Which, if any, of the potential sources of bias may be relevant in a given study strongly depends on the specific circumstances under which a cancer registry is operating. Therefore, when choosing an analytic strategy, the specific circumstances of registration of the registries involved should be taken into account along with other aspects, such as up-to-dateness of cancer survival data.

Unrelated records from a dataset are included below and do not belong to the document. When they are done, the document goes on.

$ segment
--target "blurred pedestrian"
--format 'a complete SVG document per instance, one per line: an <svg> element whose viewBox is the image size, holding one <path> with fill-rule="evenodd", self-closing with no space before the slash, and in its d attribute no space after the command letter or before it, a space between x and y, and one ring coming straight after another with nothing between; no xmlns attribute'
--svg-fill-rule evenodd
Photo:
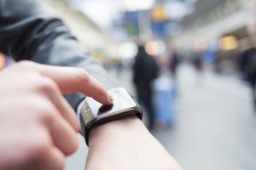
<svg viewBox="0 0 256 170"><path fill-rule="evenodd" d="M84 94L108 105L105 88L116 85L40 1L0 0L0 51L44 64L21 62L0 72L0 169L61 170L78 147L75 112L79 116ZM75 92L66 96L71 108L61 93ZM87 170L180 169L136 116L93 127L89 143Z"/></svg>
<svg viewBox="0 0 256 170"><path fill-rule="evenodd" d="M144 46L138 46L133 65L133 82L138 101L146 109L148 116L148 128L154 128L154 106L150 82L158 76L158 65L153 56L147 54Z"/></svg>
<svg viewBox="0 0 256 170"><path fill-rule="evenodd" d="M250 48L241 54L239 62L242 78L250 83L256 110L256 48Z"/></svg>

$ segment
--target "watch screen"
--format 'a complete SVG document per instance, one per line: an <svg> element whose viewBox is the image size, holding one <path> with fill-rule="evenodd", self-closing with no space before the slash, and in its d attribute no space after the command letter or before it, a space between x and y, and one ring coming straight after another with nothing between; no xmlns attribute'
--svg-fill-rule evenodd
<svg viewBox="0 0 256 170"><path fill-rule="evenodd" d="M135 102L124 88L110 89L108 93L113 97L113 104L108 105L102 105L92 98L86 98L91 111L96 116L136 106Z"/></svg>

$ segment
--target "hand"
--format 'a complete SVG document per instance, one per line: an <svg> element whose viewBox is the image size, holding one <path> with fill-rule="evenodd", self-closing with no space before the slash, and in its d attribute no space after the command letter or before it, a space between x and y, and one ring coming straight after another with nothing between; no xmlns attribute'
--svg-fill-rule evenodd
<svg viewBox="0 0 256 170"><path fill-rule="evenodd" d="M86 170L181 170L137 116L91 129Z"/></svg>
<svg viewBox="0 0 256 170"><path fill-rule="evenodd" d="M20 62L0 72L0 169L63 169L79 123L61 93L111 96L84 70Z"/></svg>

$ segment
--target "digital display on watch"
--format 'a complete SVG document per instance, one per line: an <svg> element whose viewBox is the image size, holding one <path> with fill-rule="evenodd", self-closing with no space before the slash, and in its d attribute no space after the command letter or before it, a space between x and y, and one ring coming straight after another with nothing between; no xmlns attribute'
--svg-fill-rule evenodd
<svg viewBox="0 0 256 170"><path fill-rule="evenodd" d="M135 102L126 91L112 89L108 90L108 93L113 97L113 104L108 105L103 105L92 98L86 98L87 103L95 116L136 106Z"/></svg>

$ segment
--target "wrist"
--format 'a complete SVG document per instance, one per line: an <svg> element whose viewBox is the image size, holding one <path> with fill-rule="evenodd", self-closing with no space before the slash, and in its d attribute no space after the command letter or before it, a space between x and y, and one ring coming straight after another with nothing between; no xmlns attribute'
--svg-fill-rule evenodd
<svg viewBox="0 0 256 170"><path fill-rule="evenodd" d="M137 116L124 117L119 120L109 122L99 126L94 127L89 134L90 148L94 146L98 147L98 144L108 143L110 144L116 144L117 140L126 140L130 135L140 132L149 132L143 122ZM91 146L91 147L90 147Z"/></svg>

When looking at our data, the following limitations should be considered. Results were presented for 5-year relative survival rates only, as these are the survival rates most commonly reported by population-based cancer registries. We also carried out analogous analyses for 5-year absolute survival rates. However, patterns were generally very similar, and they were therefore not shown separately to save space. Finally, we focused on very specific, relatively extreme patterns of entirely selective underascertainment of cases to illustrate the general principles. In practice, the impact of underascertainment of patients with relatively poor prognosis and of patients with relatively good prognosis would usually partly (and sometimes fully) cancel out, leading to smaller biases than those shown in our analysis.

Despite these limitations, our analysis illustrates the potential impact of incompleteness of cancer registration on various types of population-based monitoring of survival. The identified patterns could be valuable for decisions regarding the best analytic strategy in specific situations. The analyses also underline once more the crucial requirement of high levels of completeness for the use of population-based cancer registration.